Wie soll «Künstliche Intelligenz» reguliert werden? – Eine Gratwanderung zwischen Innovation und gesellschaftsverträglichem Risiko.

Diese Blogserie behandelte bisher konkrete Herausforderungen Künstlicher Intelligenz in konkreten Anwendungsfeldern. Diese sechste Folge thematisiert die Regulierung anhand der im kürzlich EU in Kraft getretenen KI-Verordnung der EU.

In den bisherigen Beiträgen dieser Blogserie wurden relevante Aspekte der Künstlichen Intelligenz (KI) anhand konkreter Sachlagen dargestellt. Im jüngsten Blog 5 (Podcast) gelangten die Autoren zum Schluss, dass die staatliche Regulierung von KI auf eine gesellschaftspolitische Güterabwägung zwischen dem Nutzen (z.B. Erkenntnisgewinn; Produktivitätssteigerungen) und den Risiken (z.B. hoher Energieverbrauch für benötigte Rechenkapazitäten; Verwendung statistisch nicht repräsentativer Trainingsdaten) von KI-Anwendungen hinausläuft.

Der vorliegende Blog 6 ist deshalb der Frage der Regulierung von KI gewidmet. Dabei geht es in diesem Kurzbeitrag nicht um eine abstrakte Darstellung bestehender oder sich noch in Ausarbeitung befindlicher Rechtsnormen, sondern es soll summarisch dargelegt werden, inwieweit die in den Blogs 1 bis 4 diskutierten Sachverhalte von der im August 2024 in der EU in Kraft getretenen Verordnung über künstliche Intelligenz (KI-Verordnung) erfasst sind.

Den Fokus auf die EU-Verordnung zu legen, drängt sich deshalb auf, weil diese auch für die schweizerische Exportindustrie massgeblich ist, soweit sie Produkte mit KI-Systemen auf dem EU-Binnenmarkt absetzen will. Gleichzeitig wird die KI-Verordnung auch für die Regulierung des schweizerischen Markts von Bedeutung sein, da der nationale Gesetzgeber das unionsrechtliche Umfeld weder wird ignorieren können noch wollen.

Der Robodog und die KI-Verordnung

Das (schädigende) Verhalten des Robodogs in Blog 1 ist eine Folge der Software, die mit künstlichen neuronalen Netzwerken entwickelt sowie mit einschlägigen Daten trainiert worden ist. Der Robodog enthält folglich ein KI-System im Sinne der neuen KI-Verordnung und fällt deshalb in deren Geltungsbereich.
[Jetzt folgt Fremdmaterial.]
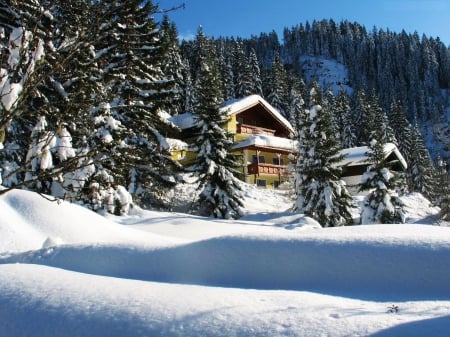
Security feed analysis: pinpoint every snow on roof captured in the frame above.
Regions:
[169,112,194,130]
[170,95,294,133]
[233,135,297,152]
[166,138,189,151]
[221,95,294,133]
[340,143,408,168]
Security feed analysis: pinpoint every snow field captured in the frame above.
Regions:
[0,188,450,337]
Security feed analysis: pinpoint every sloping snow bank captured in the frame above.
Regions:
[5,225,450,300]
[0,190,179,253]
[0,264,450,337]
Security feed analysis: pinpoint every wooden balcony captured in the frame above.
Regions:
[236,124,276,136]
[247,163,286,175]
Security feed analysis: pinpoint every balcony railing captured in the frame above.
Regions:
[247,163,286,174]
[236,124,275,136]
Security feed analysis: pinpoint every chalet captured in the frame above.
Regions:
[171,95,296,188]
[170,95,407,192]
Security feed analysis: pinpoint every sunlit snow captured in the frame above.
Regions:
[0,185,450,337]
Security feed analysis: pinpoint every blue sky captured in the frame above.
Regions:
[154,0,450,45]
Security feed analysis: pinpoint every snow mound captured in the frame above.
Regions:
[0,190,179,252]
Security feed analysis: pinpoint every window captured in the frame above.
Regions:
[252,155,266,164]
[256,179,267,188]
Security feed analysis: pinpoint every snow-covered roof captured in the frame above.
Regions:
[166,138,189,151]
[169,112,194,130]
[170,95,294,133]
[340,143,408,168]
[233,135,296,152]
[222,95,294,132]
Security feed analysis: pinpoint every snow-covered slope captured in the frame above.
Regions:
[300,55,353,94]
[0,187,450,337]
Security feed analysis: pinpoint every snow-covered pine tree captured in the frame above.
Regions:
[160,15,185,115]
[0,0,98,193]
[233,41,254,97]
[294,84,353,227]
[359,128,405,225]
[332,86,356,148]
[266,54,289,118]
[249,48,263,96]
[436,157,450,221]
[193,29,243,219]
[98,0,181,207]
[408,120,436,201]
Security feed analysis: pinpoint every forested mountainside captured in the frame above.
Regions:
[181,20,450,164]
[0,0,450,217]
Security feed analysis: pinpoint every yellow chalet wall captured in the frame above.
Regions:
[167,95,295,188]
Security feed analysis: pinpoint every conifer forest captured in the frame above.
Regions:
[0,0,450,220]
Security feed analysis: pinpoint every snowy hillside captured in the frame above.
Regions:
[300,55,353,94]
[0,186,450,337]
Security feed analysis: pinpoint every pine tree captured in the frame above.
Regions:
[160,15,184,115]
[267,54,289,118]
[233,41,254,97]
[98,0,177,207]
[249,48,263,96]
[194,29,243,219]
[294,85,353,227]
[359,129,405,224]
[333,87,356,148]
[409,121,436,201]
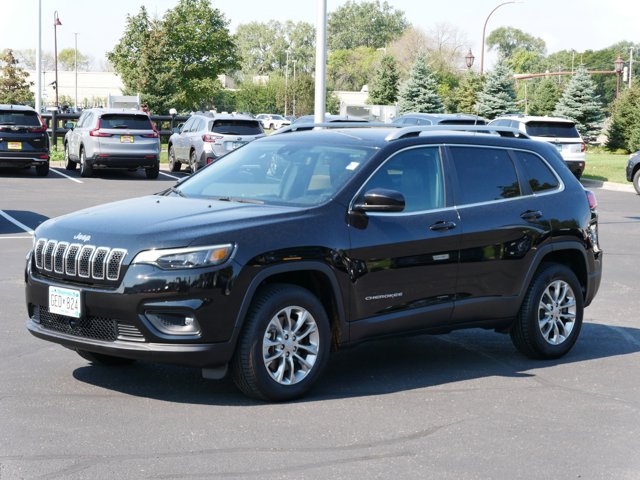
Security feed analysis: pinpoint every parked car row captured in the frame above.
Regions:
[0,105,592,182]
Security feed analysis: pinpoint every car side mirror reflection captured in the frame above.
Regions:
[353,188,405,213]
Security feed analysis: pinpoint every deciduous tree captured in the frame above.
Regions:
[0,48,34,104]
[554,67,604,142]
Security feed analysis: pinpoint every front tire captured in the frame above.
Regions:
[510,263,584,359]
[64,143,78,170]
[633,169,640,195]
[231,284,331,401]
[76,350,135,367]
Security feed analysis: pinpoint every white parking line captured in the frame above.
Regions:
[49,168,84,183]
[0,210,33,235]
[160,172,182,180]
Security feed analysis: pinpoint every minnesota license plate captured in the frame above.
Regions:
[49,287,81,318]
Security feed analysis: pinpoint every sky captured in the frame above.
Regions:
[0,0,640,69]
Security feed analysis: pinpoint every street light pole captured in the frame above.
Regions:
[53,10,62,108]
[480,1,518,75]
[73,32,78,112]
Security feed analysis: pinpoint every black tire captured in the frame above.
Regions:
[633,169,640,195]
[168,145,182,172]
[510,263,584,359]
[80,147,93,178]
[64,143,78,170]
[36,162,49,177]
[231,284,331,401]
[189,150,198,173]
[76,350,135,367]
[144,162,160,180]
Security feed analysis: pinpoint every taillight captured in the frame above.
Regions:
[584,190,598,210]
[202,133,222,142]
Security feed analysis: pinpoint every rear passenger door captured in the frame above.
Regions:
[448,145,550,323]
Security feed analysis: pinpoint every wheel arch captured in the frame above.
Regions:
[233,262,348,348]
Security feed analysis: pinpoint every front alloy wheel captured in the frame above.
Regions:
[231,284,331,401]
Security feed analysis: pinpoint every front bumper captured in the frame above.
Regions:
[25,262,237,368]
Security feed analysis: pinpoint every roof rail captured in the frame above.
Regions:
[385,125,529,142]
[271,121,388,135]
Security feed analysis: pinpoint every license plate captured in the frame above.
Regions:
[49,287,81,318]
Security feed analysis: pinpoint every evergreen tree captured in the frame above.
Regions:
[452,70,482,114]
[607,84,640,152]
[529,78,560,115]
[398,55,444,114]
[478,62,517,119]
[368,55,400,105]
[553,67,604,142]
[0,49,34,104]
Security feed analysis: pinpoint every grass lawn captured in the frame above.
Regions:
[583,152,629,183]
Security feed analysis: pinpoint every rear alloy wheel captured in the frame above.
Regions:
[511,263,584,359]
[633,169,640,195]
[80,148,93,177]
[231,284,331,401]
[168,145,182,172]
[64,143,78,170]
[76,350,135,367]
[36,162,49,177]
[144,162,160,180]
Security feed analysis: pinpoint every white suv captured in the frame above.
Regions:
[489,115,587,178]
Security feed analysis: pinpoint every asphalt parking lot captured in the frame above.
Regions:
[0,165,640,480]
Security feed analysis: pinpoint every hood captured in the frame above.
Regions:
[36,195,303,252]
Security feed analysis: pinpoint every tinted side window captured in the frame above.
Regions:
[100,113,152,130]
[451,147,520,204]
[515,151,559,193]
[211,120,262,135]
[364,147,444,212]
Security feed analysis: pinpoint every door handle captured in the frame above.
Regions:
[520,210,542,221]
[429,220,456,232]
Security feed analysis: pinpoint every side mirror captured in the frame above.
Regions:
[353,188,405,213]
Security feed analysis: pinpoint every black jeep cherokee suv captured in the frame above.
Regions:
[0,104,49,177]
[25,125,602,400]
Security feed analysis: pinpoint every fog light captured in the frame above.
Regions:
[145,311,200,335]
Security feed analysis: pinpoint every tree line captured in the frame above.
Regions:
[0,0,640,149]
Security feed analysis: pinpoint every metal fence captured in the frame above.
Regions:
[41,112,189,145]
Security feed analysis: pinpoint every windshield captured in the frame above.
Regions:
[178,139,375,206]
[527,122,580,138]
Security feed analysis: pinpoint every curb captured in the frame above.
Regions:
[580,178,636,194]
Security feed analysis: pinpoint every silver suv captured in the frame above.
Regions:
[489,115,587,178]
[64,108,160,178]
[167,112,265,173]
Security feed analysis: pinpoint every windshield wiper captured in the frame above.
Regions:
[211,197,264,205]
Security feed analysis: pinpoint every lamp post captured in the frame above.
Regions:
[53,10,62,108]
[480,1,518,75]
[613,55,624,98]
[464,49,476,70]
[73,32,78,112]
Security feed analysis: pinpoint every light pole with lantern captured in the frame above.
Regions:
[53,10,62,108]
[464,49,476,71]
[613,55,624,98]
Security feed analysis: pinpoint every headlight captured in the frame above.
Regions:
[131,243,234,270]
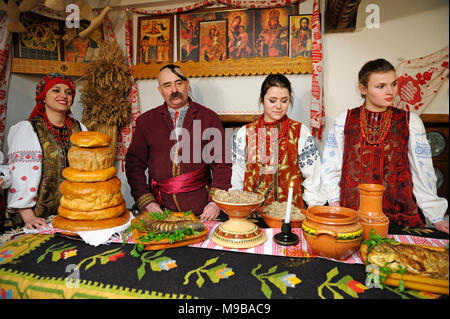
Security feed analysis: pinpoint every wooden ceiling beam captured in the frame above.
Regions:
[325,0,361,32]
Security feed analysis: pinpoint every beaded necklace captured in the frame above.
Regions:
[44,115,72,153]
[359,106,392,145]
[258,114,289,164]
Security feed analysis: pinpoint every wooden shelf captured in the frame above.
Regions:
[133,57,312,79]
[11,57,312,80]
[11,58,89,76]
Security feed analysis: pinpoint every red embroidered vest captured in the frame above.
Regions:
[340,107,424,227]
[244,118,305,208]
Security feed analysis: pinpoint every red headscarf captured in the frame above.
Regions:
[30,73,75,119]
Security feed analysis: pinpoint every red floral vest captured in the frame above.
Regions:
[244,118,305,208]
[340,106,424,227]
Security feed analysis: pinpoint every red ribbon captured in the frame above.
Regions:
[151,166,211,204]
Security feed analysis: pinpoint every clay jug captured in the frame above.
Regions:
[358,184,389,241]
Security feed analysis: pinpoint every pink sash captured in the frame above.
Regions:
[151,166,211,204]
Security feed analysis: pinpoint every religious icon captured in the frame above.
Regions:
[289,14,312,58]
[137,15,174,63]
[199,20,227,61]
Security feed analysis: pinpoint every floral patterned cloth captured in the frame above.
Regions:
[395,46,449,114]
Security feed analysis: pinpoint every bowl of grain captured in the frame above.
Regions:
[260,202,306,228]
[212,190,264,218]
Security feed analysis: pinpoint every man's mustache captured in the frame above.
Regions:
[169,92,183,100]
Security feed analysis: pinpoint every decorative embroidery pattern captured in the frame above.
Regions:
[317,267,368,299]
[36,242,76,264]
[183,257,234,288]
[137,250,177,280]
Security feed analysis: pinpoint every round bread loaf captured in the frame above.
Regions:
[52,210,130,232]
[67,146,114,171]
[62,166,117,182]
[70,131,111,147]
[59,177,123,211]
[58,201,125,220]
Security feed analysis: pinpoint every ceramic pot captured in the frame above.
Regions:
[358,184,389,240]
[302,206,363,260]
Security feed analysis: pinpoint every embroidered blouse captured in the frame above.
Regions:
[7,120,87,209]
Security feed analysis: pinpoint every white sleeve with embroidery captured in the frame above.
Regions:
[7,121,42,209]
[0,151,11,189]
[229,126,247,190]
[298,125,326,206]
[321,111,347,203]
[408,112,448,223]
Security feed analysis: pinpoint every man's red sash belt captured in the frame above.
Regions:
[151,166,211,204]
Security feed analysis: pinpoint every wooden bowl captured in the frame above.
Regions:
[212,196,264,219]
[259,209,306,228]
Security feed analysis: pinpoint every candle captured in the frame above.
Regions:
[284,181,294,224]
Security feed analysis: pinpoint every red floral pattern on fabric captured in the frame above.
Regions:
[340,107,424,227]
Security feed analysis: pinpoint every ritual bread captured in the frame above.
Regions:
[361,243,449,281]
[52,210,130,232]
[70,131,111,147]
[62,166,117,182]
[67,146,114,171]
[59,177,123,211]
[58,201,125,220]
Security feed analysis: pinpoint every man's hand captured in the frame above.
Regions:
[199,202,220,220]
[145,202,163,213]
[19,208,49,230]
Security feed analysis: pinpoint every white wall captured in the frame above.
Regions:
[3,0,449,207]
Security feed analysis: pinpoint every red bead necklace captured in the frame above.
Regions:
[258,114,289,164]
[44,115,72,152]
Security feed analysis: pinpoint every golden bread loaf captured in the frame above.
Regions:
[62,166,117,182]
[59,177,123,211]
[58,201,125,220]
[70,131,111,147]
[52,210,130,232]
[67,146,114,171]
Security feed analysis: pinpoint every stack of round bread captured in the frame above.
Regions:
[52,131,130,232]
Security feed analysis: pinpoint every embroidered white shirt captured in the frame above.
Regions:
[322,111,448,223]
[7,121,87,209]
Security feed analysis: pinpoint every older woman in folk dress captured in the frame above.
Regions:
[7,73,86,229]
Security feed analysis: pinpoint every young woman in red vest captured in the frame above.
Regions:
[231,74,325,208]
[322,59,449,233]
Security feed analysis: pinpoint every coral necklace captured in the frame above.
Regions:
[258,114,289,164]
[359,105,392,145]
[44,115,72,153]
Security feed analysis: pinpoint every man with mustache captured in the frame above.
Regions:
[125,64,231,220]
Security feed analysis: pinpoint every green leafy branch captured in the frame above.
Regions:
[317,267,364,299]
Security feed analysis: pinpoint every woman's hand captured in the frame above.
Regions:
[19,208,49,230]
Als gewissermassen «künstliches Tier» stellt der Robodog jedoch in erster Linie eine Maschine dar, die innerhalb des EU-Binnenmarkts der EU-Maschinenrichtlinie bzw. der (diese ersetzenden) EU-Maschinenverordnung untersteht. Dies bedeutet, dass der Robodog als Produkt sowohl den Sicherheitsanforderungen der KI-Verordnung als auch der Maschinenverordnung genügen muss, wenn er auf dem EU-Binnenmarkt abgesetzt werden soll. Diese zweifache Regulierung impliziert die Gefahr administrativer Doppelbelastungen für die Inverkehrsetzung von Produkten mit KI-Systemen. Der EU-Gesetzgeber hat dieses Problem zwar im Ansatz erkannt, es in der KI-Verordnung aber nur allgemein angesprochen. Es gilt daher die weiteren Bestimmungen und Leitlinien der EU-Kommission abzuwarten, bevor die konkreten Auswirkungen der KI-Verordnung auf den Robodog einigermassen zuverlässig beurteilt werden können.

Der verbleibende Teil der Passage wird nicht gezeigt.